東京・日本橋発、子どもにも大人にもおいしい“おやつ”の正体

東京・日本橋発、子どもにも大人にもおいしい“おやつ”の正体

スナックミーの工場が入る隅田川沿いのビル

「ギルトフリーのお菓子って知ってる?」。ただのサラリーマンにもかかわらず、好奇心旺盛な同郷の先輩が、いつものように物知り顔で尋ねてきた。

 「ギルト=罪」、「フリー=自由」で、お菓子というと、砂糖が控えめとか、ヘルシーなお菓子ということだろうか。聞いてみると、スナックミーという会社が、素材にこだわったお菓子作って通販をしているという。新宿の雑居ビルで生産してたけれども、人気が高まって手狭になったので、隅田川沿いに大きな物件を見つけて、最近移転したとか。

 社長の服部慎太郎さんを訪ねてみた。服部さんは、慶応大出身で、大学院まで出て、ボストンコンサルティング、DeNAで働いた後に起業した。ピカピカのキャリアの服部さんはなぜ起業したのだろうか。

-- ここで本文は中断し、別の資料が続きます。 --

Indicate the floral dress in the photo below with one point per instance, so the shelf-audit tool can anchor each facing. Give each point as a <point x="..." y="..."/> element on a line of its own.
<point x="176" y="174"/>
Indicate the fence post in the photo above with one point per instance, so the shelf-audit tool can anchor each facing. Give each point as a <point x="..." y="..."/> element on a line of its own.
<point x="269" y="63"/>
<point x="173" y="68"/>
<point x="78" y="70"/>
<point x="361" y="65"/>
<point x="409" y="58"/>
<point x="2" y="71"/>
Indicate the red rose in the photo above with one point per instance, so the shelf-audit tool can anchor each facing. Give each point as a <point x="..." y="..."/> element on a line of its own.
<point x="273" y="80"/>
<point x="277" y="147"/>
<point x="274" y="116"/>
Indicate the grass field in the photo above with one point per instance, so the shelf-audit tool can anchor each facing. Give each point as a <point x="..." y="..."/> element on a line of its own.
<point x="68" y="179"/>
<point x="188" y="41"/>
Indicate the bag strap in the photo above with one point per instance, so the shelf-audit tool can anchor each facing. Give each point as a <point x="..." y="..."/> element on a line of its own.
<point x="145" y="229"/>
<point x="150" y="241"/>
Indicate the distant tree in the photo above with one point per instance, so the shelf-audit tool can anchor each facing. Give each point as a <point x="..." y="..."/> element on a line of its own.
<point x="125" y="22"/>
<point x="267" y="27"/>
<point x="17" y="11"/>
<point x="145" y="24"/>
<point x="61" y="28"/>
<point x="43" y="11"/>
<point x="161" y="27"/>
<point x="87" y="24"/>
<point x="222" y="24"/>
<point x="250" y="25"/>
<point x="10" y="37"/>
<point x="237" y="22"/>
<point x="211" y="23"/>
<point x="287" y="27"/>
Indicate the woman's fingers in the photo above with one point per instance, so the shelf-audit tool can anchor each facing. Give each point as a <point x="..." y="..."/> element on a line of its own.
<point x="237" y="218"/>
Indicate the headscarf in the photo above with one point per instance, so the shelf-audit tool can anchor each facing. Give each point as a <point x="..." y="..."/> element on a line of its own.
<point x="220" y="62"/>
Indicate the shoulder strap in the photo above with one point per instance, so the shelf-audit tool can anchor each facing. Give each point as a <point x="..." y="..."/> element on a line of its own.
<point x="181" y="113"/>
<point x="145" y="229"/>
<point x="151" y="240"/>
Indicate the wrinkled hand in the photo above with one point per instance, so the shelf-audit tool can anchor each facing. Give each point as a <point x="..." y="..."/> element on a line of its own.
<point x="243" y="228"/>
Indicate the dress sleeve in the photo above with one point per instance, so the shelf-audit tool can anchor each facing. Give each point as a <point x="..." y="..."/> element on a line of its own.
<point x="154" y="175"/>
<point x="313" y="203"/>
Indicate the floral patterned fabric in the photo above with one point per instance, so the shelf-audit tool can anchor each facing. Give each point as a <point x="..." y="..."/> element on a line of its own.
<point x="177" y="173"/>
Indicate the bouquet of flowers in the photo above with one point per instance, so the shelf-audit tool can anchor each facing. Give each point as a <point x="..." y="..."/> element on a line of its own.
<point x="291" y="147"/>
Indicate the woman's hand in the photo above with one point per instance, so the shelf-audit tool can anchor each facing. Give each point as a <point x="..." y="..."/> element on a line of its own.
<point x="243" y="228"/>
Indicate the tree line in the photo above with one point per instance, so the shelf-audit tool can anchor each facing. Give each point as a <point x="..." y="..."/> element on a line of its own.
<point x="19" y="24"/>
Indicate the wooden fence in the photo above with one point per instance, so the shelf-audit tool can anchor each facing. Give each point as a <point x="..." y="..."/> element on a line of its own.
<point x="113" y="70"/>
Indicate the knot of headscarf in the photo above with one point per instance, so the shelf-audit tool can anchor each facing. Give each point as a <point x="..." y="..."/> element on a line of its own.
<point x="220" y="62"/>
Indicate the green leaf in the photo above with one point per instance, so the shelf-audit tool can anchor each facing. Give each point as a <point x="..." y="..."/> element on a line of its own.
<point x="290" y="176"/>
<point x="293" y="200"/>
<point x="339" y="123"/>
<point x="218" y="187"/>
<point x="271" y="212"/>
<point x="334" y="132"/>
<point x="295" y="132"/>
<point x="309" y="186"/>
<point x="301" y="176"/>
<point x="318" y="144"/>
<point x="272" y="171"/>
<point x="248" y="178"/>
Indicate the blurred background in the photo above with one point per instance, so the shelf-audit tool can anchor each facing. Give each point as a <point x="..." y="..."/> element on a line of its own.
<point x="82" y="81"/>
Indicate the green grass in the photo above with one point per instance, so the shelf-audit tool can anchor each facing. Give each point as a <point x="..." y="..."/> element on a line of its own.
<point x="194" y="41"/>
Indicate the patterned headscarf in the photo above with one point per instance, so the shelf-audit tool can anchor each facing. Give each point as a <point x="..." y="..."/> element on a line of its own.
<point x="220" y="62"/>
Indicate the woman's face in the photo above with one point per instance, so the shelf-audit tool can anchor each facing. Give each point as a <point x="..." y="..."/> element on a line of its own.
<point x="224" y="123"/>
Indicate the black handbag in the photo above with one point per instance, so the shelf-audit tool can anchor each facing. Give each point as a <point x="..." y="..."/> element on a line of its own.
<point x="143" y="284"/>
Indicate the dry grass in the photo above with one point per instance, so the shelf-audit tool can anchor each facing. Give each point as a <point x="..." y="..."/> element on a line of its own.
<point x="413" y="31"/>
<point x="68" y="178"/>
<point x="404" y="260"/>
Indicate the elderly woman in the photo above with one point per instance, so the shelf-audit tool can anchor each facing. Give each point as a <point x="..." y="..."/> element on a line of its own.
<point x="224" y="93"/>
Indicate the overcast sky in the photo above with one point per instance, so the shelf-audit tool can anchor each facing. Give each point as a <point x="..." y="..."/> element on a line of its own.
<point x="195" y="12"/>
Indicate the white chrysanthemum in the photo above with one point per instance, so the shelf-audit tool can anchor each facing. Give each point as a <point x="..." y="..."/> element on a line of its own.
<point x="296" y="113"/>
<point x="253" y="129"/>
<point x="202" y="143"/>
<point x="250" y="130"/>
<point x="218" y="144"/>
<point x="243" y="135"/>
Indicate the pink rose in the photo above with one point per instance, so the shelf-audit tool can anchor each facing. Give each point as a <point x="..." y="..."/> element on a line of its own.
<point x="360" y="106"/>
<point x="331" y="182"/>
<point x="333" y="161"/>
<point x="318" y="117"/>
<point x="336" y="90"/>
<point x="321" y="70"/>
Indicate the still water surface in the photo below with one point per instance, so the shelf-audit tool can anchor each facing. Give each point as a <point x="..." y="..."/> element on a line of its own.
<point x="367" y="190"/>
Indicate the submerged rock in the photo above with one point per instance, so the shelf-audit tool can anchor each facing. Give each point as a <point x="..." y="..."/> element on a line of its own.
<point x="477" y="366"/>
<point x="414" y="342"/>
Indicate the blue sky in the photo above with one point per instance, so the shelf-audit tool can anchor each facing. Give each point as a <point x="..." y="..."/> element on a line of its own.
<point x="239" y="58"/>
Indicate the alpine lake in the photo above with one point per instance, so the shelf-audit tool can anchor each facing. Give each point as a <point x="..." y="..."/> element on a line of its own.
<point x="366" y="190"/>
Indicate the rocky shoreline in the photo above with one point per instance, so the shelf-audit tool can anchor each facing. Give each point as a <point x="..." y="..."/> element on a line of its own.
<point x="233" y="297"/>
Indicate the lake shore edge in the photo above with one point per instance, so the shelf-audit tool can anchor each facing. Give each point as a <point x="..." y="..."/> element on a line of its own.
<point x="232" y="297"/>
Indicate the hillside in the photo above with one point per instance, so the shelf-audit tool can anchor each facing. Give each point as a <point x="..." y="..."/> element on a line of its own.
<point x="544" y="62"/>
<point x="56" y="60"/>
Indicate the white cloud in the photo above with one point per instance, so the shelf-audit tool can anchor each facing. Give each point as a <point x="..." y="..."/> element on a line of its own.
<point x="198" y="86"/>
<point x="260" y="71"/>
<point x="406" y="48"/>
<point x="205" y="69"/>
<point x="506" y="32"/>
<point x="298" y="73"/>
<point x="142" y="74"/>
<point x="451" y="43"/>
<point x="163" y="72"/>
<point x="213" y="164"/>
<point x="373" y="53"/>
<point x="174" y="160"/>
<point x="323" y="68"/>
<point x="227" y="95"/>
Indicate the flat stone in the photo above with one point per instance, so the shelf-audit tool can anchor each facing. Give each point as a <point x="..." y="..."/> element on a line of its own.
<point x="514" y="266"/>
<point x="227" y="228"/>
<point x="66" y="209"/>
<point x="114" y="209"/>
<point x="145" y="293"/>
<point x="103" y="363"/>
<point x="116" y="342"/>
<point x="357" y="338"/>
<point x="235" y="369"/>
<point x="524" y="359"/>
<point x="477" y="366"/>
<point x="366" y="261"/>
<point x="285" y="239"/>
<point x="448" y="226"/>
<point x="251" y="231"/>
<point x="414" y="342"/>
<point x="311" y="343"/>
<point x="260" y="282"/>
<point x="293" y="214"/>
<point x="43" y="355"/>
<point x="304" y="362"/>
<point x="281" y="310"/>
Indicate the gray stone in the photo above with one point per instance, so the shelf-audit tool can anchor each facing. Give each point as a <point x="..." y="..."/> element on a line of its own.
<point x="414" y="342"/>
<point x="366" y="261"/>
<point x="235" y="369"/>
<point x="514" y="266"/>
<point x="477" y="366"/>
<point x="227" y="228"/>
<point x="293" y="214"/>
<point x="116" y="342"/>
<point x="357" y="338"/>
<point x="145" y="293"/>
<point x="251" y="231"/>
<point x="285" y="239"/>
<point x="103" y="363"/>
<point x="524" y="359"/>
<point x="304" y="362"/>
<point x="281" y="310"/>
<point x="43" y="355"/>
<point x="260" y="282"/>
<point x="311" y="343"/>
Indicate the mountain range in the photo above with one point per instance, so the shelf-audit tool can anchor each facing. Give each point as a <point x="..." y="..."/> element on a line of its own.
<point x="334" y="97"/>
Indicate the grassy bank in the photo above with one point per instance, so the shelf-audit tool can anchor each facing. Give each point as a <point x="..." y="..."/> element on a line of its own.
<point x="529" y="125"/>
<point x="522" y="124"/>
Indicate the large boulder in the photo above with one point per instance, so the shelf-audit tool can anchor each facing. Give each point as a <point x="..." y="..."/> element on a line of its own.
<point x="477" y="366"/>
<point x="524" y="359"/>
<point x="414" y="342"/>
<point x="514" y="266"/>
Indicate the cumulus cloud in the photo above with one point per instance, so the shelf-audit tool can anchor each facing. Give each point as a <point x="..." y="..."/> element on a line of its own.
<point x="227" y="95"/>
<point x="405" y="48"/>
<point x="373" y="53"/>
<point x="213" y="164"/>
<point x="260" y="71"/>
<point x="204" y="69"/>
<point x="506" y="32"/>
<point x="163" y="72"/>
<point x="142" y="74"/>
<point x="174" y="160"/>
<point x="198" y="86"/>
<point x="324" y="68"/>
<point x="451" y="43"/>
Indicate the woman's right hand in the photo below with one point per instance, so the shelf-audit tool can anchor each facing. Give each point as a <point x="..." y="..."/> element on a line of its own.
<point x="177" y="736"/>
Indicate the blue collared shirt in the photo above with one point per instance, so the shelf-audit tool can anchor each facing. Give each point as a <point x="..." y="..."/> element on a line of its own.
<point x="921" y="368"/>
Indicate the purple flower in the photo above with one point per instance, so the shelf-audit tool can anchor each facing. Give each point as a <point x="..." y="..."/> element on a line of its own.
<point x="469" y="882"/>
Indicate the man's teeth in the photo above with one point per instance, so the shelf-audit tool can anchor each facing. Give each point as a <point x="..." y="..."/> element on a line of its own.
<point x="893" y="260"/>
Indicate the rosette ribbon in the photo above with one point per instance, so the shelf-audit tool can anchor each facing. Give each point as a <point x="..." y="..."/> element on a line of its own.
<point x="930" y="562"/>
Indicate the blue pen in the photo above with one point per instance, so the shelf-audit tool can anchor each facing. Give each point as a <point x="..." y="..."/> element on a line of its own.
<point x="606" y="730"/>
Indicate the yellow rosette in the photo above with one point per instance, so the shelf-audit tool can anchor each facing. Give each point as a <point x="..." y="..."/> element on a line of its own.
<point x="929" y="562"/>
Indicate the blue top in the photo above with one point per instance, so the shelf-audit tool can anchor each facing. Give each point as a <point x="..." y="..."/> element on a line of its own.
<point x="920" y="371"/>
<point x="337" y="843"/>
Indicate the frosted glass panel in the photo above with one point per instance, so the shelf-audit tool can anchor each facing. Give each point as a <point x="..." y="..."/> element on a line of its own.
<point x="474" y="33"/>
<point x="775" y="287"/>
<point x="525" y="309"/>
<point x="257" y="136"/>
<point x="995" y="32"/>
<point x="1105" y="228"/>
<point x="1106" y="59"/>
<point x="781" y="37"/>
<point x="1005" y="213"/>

 「子どもが生まれたことがきっかけです。コンサル時代から、お菓子が好きで間食をする習慣があったのですが、それを子どもにそのまま食べさせてもいいのかなと。お菓子に使われている材料が気になりはじめました」

 まさに意識が高いか、低いかの違いである。筆者にも4歳と1歳の娘がいるが、お構いなしで何でも食べさせている……。

 服部さんは、週末に店が出る青山マルシェなどに通って、こだわりのお菓子を収集することからはじめた。気に入ったお店と契約してお菓子を仕入れ、それらを詰め合わせにして販売するというのが当初のビジネスモデルで、3年前のことだ。